Service design is not mostly convincing other people to do service design
It’s catchy. And many people feel that’s what they do. And you’ll be doing it a bit I don’t doubt.
If you’ve talked to a service designer over the last few years (or been one) you’ve probably heard some variation on that theme. That the job is mostly convincing other people to let them do their job.
It’s a good ear worm but it’s a bad brain worm.
Telling people that’s what the thing is is setting them up to fail. No one wants a methodological pedant who mostly preaches and rarely practices on a team.
No one wants to hear how they’re doing it all wrong by someone who appears to only say that.
If there’s something I’ve seen a lot of the last few years in the service design world, then it’s a lot of pedantry about what is or is not service design. Or how “these aren’t the true conditions” or this or that. And a lot of people trying to do good work spending too much time arguing about what it is rather than getting on with it.
Lots of people following a “preaching and throwing rocks process” rather than getting their hands dirty. Spending time “evangelising” rather than just getting on.

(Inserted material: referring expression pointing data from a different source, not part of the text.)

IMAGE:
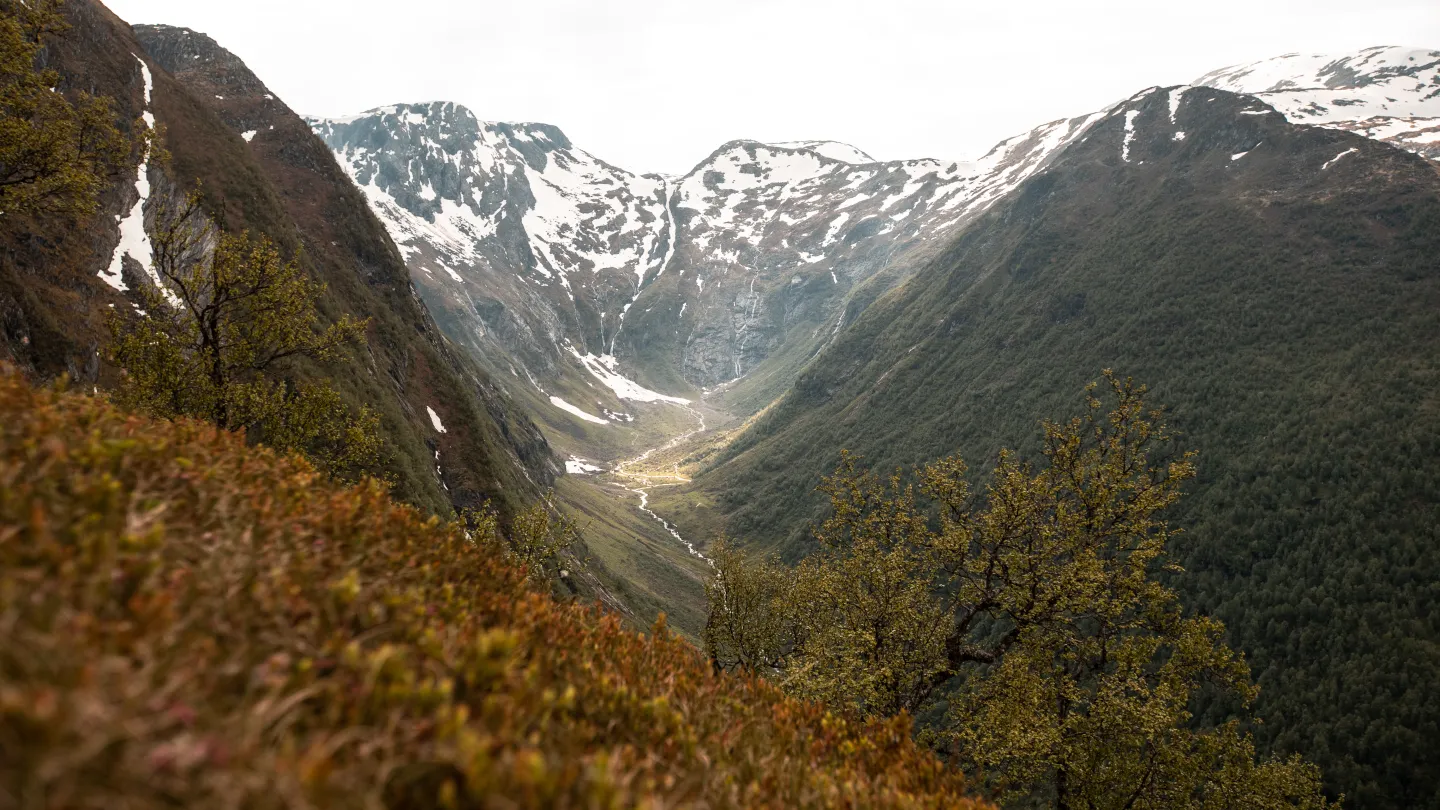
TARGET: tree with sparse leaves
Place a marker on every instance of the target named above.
(536, 541)
(213, 336)
(56, 152)
(1028, 620)
(749, 624)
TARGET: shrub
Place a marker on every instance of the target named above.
(187, 621)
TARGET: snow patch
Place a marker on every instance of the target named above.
(604, 369)
(575, 411)
(435, 420)
(1129, 133)
(1337, 157)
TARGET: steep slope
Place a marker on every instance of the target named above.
(1390, 94)
(1283, 301)
(560, 268)
(61, 278)
(553, 263)
(277, 642)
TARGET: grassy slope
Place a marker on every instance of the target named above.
(192, 623)
(1289, 316)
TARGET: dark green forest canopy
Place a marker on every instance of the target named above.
(1290, 319)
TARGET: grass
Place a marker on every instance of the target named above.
(186, 621)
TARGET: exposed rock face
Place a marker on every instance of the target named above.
(261, 169)
(537, 254)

If showing is powerful and telling less so, then it’s about showing how it works. Through doing it rather than talking about doing it. By helping combine various views and helping make better decisions based on that.
It’s done by helping teams visualise and talk about complex things. And be able to add their skill set and viewpoints into it.
It’s done by ensuring teams are held to account by the users actual expectations and experiences. And weaving those viewpoints into business and technical discussions.
Yes it’s hard. But it’s done by doing not telling.
Now people might say, yeah that’s what they meant. But is it what’s happening? If 90% of the work is advocating for service design it must be done by doing. And not preaching and explaining the theory.
If it really is just convincing other people of the approach then it’s a pyramid scheme not a path to better products and services. So it’s got to be mostly about facilitating and designing how services are offered.
Better products and services are made by getting stuck in. Not by disappearing and working on futures that’ll never happen. Or by preaching a set of conditions to do work that’ll never materialise.
Service design starts in the stony rubbish. That’s where things take root. Not in a perfect world where things are cultivated and manicured.
No service design is not mostly convincing other people to do service design. It’s by using tools and techniques to make services and products better. Designing services together. Not preaching about the conditions or what jobs are called.